Day 2: Tony Snow was a smart guy #NHBPM

Today’s prompt is to pick a quotation and run with it.

The secret of learning to be sick is this: Illness doesn’t make you less of what you were. You are still you.

-Tony Snow

Oh Tony, but what if you fell ill so young that you didn’t really have a ‘you’ to begin with?

I always talk about how I’m lucky to have fallen ill at such a young age, how I wasn’t like a high school track star who fell ill or a marathon runner or an archaeologist in the desert climbing up to perilous caves for excavating. I was a little girl in kindergarten. In fact, I fell ill on November 14th, 1993. In a fortnight, my illness will be 19.

It’s hard to think about the kind of person I might have been without this. Surely I would not have been picked on every day in school for being heavier, because I would have been able to be more fit. I wouldn’t have gotten weird looks for having an ace bandage on for one day. I would have been able to participate more in PE. I would have finished graduate school and probably have a better job than the one I have right now. I’d feel a hell of a lot more useful that’s for sure.

But I am me, the little girl whose sexual abuse started not too long after the onset of this odd illness – the little girl who was homeschooled and finished ‘normal’ high school with honors, with an international baccalaureate degree, and as a valedictorian. I think that was all related to my illness though. What do you do when you can’t play sports? You spend time with friends and, if they’re brainy, you all end up as valedictorians together.

I like who I am and I know that the decisions I have made have led me to where I am right now. It is always hard to wonder what I would have been though without my illness.

My favorite thing about social media #NHBPM

November brings with it the start of National Health Blog Post Month and since I’ve been lax on updating things, I figured it wouldn’t be a bad idea to have to write a post every day this month.

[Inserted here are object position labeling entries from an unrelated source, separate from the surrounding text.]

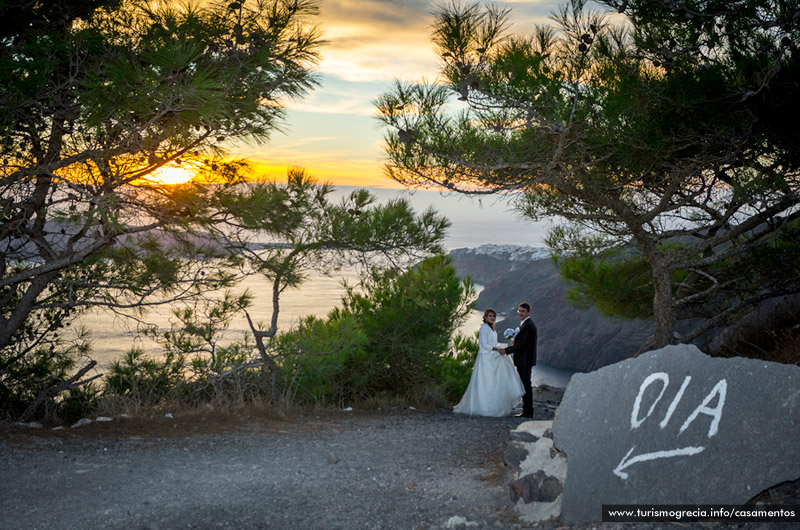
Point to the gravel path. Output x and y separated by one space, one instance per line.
392 469
384 469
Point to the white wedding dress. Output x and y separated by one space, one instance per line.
495 387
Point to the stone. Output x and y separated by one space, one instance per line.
550 489
514 454
675 426
537 481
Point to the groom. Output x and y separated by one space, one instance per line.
524 350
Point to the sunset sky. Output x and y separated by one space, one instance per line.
332 132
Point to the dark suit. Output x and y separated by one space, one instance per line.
524 350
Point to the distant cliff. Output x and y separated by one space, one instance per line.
569 338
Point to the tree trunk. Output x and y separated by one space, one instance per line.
663 313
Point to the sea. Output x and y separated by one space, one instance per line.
475 221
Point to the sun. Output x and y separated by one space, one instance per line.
171 175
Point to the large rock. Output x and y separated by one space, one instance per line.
675 426
569 338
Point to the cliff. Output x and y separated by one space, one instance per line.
569 338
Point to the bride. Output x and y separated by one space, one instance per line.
495 387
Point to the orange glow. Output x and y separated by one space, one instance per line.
358 173
170 175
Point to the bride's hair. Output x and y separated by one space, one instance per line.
486 313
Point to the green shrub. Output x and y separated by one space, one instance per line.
392 339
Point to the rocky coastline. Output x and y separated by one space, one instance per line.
569 338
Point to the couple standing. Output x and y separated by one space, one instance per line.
496 386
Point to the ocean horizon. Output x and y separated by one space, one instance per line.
475 222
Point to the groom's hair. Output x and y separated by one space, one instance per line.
486 314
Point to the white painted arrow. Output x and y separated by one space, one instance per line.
684 451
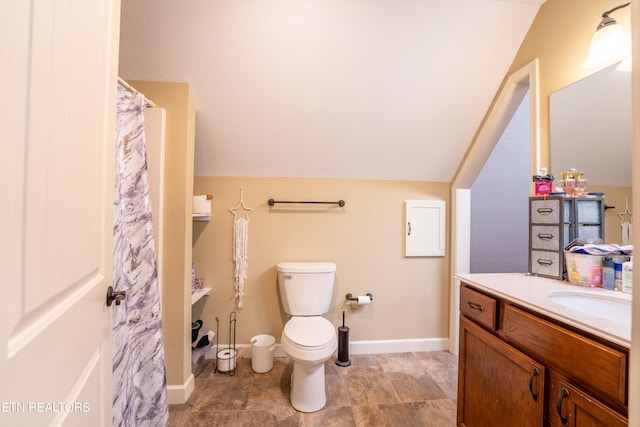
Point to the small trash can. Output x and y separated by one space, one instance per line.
262 353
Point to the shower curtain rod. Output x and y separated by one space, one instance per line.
127 86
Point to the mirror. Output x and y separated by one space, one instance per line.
590 128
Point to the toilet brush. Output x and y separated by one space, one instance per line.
343 345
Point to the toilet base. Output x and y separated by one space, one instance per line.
308 392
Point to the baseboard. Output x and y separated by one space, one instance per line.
178 394
398 346
366 347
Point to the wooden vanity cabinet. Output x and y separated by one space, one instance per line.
568 405
498 385
518 368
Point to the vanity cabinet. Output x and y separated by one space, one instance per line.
554 222
517 367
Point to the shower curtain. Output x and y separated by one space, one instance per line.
139 381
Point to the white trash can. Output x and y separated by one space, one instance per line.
262 353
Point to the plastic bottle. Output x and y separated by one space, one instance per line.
617 282
627 276
543 182
608 274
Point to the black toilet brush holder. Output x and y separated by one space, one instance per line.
343 345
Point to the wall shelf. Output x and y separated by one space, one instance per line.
198 294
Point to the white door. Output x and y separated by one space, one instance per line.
56 179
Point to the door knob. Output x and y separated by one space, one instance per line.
115 296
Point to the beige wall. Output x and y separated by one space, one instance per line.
365 239
560 37
177 100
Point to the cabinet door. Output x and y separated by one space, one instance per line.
570 406
498 385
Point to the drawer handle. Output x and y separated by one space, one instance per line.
545 211
534 374
564 393
474 306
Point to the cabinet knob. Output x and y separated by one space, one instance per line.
564 393
534 374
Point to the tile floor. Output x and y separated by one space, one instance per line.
396 389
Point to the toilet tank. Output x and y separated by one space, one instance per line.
306 287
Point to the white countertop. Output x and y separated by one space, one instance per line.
532 292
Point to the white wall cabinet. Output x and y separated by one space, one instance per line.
425 228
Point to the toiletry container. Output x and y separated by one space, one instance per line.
627 276
608 273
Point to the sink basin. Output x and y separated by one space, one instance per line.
604 305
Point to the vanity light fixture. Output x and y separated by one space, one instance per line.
609 43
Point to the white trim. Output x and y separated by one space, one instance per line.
365 347
398 346
178 394
510 97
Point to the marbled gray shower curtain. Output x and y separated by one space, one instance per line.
139 381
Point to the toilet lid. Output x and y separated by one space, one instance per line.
309 331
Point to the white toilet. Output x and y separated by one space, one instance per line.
308 338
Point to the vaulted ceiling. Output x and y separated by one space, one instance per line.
363 89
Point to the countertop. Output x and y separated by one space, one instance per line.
532 292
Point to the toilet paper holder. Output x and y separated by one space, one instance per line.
351 298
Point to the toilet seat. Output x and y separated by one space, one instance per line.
309 338
309 331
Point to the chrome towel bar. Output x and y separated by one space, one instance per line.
340 203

Today, I had the choice between ‘why I write about my health’ and the topic you see before you. Since I wrote about the former earlier this year, I figured I wouldn’t bore you with it again 🙂

To me, social media has opened up a whole new life. At first, I used these things to stay connected with my extended family 2200 miles away and my high school friends who, six years after graduation, I still miss dearly. But as I did start to share the battles I go through with my illness – and the battles I’ve gone through since childhood – I was able to meet so many people who helped me to realize that I am not alone. For me, social media is an online health community. On twitter, I will rant about things with my family, wedding planning, and more – but the bulk of what I share all has to do with the health community that I am a part of.

Social media not only allows me the ability to watch my cousins grow up through pictures posted on facebook but also lets me ask questions about situations and in reality has probably saved my life. Back in July when I had C-diff (UGGHHHHH) really the only reason I got help was because a number of friends kept pushing me, kept checking on me, and really forced me to go – as much as you can from 9 hours away.

And even more than that, social media has given me a family that I did not have before. My extended family is full of people who share too much with each other and gossip and it ends up being a very catty situation. My social media family never judges me like that and they are always there for me, whether they’re in England and I’m up at 4am or they’re just an hour away from me.

Without social media, my only real rock in my support system is my fiance. I love him to death, but we all need more than one person to share woes and accomplishments with sometimes – and to push us when we’d rather not move.